Sunday 8 November 2009

Little bits of stuff

A while ago I quoted from a report on the ridiculous kind of grub you get at three-star caffs in San Sebastián. I have not been to any of them, because I cannot imagine that either the expense, the months of waiting to get a table or the food will be really worth it. But very complicated dishes in tiny portions are becoming commonplace; no-one talks about cuisine nouvelle or cuisine minceur any more, but the influence remains.

At the moment, either from the goodness of their hearts or because they are doing poor business during the recession, most of the Michelin-starred restaurants in London are offering excellent deals on mid-week lunches; you can have three courses for half or even a quarter of the cost of their grand menus. The really elaborate dishes are excluded, but the quality is no less and the service just as assiduous.
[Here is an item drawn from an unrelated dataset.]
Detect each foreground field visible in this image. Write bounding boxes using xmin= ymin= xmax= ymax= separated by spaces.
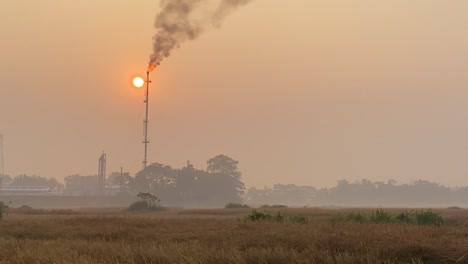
xmin=0 ymin=208 xmax=467 ymax=263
Grumio and I, sometimes with our wives and sometimes as two old codgers, have been working through the best ones at the rate of one a month or so, and very enjoyable it has been. It is an intellectual as well as a gastronomic pleasure; one tries to guess what the dish of Ravioli of Lobster and Scallop with Caramelised Cauliflower, Peanut Butter and Smoked Whimberry Purée is going to look like, let alone taste like, and will the Confit of Pork Belly with Fricassée of Paimpol Bean, Pineapple and Coconut Sauce be as good as it sounds? Ah, and for dessert how about this Buckthorn Parfait with Fig Compote, White Miso Ice Cream and Yuzu Sauce?

It never disappoints, though sometimes it is not quite as one imagined. It may be surprising when something that was described lyrically in fifty words arrives in the middle of a huge white plate looking like a bloodstained golfball with a couple of tea-leaves on top; by then they will have taken your menus away and you may have forgotten what you ordered, but anyway the waiter is going to tell you again, at length.

And the beauty is that such lunching is an economy, really. Doing it once and then having a bacon butty the next day will cost no more than having a prawn cocktail, steak-and-chips and apple crumble sort of thing, twice. Provided, that is, that with your high class deal you have restricted yourself to one glass of the house wine and skipped the £7.50 aperitif.

2 comments:

PennyG said...

Oh go on, do tell us which ones you've been to.

Tony said...

Well, recently, Hibiscus, Club Gascon, Lutyens, Brown's Hotel, Roast, Roussillon, The Square.